Eloy Sánchez Rosillo

18 septiembre, 2008 02:00

Eloy Sánchez Rosillo. Foto: Archivo del autor

Tusquets. Barcelona, 2008. 154 páginas, 14 euros

Entre la elegía y la celebración la poesía de Eloy Sánchez Rosillo (Murcia, 1948) ha ido creciendo y adensándose a lo largo de los treinta años que separan Oír la luz de aquel inaugural Maneras de estar solo, Premio Adonais, 1977. El registro elegíaco es el componente más importante de su poética pero ahora, entre las evocaciones melancólicas de la infancia, las elegías a la madre y el desasosiego de algunos sueños, asistimos a una serenidad creciente que ya se perfilaba en La certeza (2005): "Ten confianza,/ porque todo otra vez y muchas veces/ ha de pertenecerte en esta vida/ que comienza y que cambia, que retorna/ y que no acaba nunca".

La sencillez expresiva con que Sánchez Rosillo dice su palabra poética sirve para expresar limpiamente una introspección que otorga su protagonismo a los sentidos. No hay otra extrañeza que la propiciada por las epifanías cotidianas que provocan una matizada conformidad con la "poderosa y amorosa" ley que todo lo gobierna. En sus poemas más entusiastas Oír la luz amplía hacia lo metafísico el gozoso acorde existencial sobre el que gravita la reflexión de su personaje, aunque la conciencia de la pérdida mantiene el necesario vínculo con lo real cotidiano. "Abril" o "La ceguera" precisan que no se trata de rehuir ese protagonismo de lo real, sino de percibir más hondo en ello, porque "en el pecho de un hombre cabe el mundo" ("Dentro de mí"). Ya en el alusivo primer poema, "De la naturaleza de las cosas", hallamos una inicial consagración del instante -"este día/ hermosísimo y único del mundo"- en el que la naturaleza elemental y todas las cosas son aprehendidas por una sensorialidad desbordante -"Gallos", "La feria del sol", "Oír la luz"- y, al tiempo, despiertan en la conciencia la inquietud por la oscura razón de su existencia. En esa dialéctica el yo se instala en la serena contemplación que orienta el libro: "El ser testigo fascinado, absorto,/ de tanta maravilla esta mañana,/ me conmueve y me llena el corazón/ de alegría y consuelo".
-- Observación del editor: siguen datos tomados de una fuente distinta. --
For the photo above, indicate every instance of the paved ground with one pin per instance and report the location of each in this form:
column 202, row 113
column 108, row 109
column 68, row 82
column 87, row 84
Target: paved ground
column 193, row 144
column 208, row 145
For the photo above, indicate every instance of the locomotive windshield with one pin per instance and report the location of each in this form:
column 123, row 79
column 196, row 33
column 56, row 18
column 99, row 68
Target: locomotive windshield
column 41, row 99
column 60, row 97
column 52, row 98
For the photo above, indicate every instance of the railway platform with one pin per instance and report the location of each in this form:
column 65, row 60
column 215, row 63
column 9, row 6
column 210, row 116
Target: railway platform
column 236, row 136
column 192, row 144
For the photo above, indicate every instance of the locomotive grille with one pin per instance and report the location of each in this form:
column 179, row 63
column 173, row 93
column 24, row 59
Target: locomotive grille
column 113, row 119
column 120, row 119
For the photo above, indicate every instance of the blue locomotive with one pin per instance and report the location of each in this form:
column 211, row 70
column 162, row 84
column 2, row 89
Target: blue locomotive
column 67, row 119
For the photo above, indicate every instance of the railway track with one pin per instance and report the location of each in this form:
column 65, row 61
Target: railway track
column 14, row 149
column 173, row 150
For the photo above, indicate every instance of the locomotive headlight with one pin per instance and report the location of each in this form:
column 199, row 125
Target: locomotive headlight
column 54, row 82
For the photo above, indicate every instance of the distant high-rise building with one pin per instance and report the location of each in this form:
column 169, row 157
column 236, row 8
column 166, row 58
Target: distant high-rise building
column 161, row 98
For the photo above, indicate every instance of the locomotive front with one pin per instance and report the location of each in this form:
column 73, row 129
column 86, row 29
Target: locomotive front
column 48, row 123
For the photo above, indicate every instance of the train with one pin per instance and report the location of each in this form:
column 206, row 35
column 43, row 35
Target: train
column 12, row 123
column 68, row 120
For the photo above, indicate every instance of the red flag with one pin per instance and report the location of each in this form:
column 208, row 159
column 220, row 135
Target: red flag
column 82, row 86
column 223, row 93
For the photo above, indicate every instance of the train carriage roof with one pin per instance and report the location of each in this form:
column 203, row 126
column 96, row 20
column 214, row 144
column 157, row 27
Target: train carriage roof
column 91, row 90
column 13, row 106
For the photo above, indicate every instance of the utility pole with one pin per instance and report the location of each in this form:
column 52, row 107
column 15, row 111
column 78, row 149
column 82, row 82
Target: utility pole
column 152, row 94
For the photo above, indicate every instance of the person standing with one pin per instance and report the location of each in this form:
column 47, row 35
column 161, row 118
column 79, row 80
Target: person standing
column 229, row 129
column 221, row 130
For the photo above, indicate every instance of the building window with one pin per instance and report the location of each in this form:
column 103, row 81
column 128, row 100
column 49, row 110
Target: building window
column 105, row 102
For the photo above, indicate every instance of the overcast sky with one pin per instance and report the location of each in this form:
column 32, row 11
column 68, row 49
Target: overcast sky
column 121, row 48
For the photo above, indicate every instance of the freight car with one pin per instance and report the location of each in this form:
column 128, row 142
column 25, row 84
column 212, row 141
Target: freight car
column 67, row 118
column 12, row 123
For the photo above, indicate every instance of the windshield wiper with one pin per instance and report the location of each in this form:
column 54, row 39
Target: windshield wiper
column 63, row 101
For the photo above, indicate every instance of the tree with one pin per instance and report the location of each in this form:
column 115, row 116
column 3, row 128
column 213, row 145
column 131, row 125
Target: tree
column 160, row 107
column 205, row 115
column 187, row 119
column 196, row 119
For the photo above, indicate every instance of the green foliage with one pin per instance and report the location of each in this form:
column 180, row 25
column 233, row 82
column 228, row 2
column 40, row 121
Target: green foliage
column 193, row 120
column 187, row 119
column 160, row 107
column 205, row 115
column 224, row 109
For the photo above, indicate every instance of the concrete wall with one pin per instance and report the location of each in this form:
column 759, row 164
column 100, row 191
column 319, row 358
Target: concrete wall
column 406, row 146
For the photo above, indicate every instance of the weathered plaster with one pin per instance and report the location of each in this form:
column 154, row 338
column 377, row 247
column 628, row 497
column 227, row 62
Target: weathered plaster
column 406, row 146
La evidencia de la fugacidad de la que nace la elegía equilibra el vuelo metafísico al que apuntan ele-
gías como "Mudanza" o "Misericordia": "Porque hay acabamiento/ -polvo, fragmento triste, mandato de la muerte-/ sólo en las ilusorias y caducas presencias/ que la materia finge y sin pausa abandona,/ no en lo que indivisible y luminoso habita/ la casa sosegada de lo eterno". Pero elegía y celebración se asientan fundamentalmente sobre la expresión de una tensión existencial que se formula en varios textos metapoéticos -"El viaje", "Flores de bugavilla", "Una palabra y otra", etc.-, que incluye homenajes literarios -Ramón Gaya, Keats, Emily Dickinson- y que da lugar a una observación apasionada de los seres y las cosas que se traduce en esa convincente energía de palabra creadora que en los dos poemas finales se abre al "Ruego" -"Ayúdame, Señora, a encontrar los poemas…"- y a la gozosa invitación al canto, en un alto y espléndido final: "Tira de ti hacia arriba, sal de ti./ Alza los ojos sin pensar en nada./ ábrelos bien y mira/ toda esta luz que viene del cielo con su música/…/ Y eres alguien, al fin, inocente, invencible,/ un hombre que está vivo como nunca/ y del que brota sin esfuerzo un canto".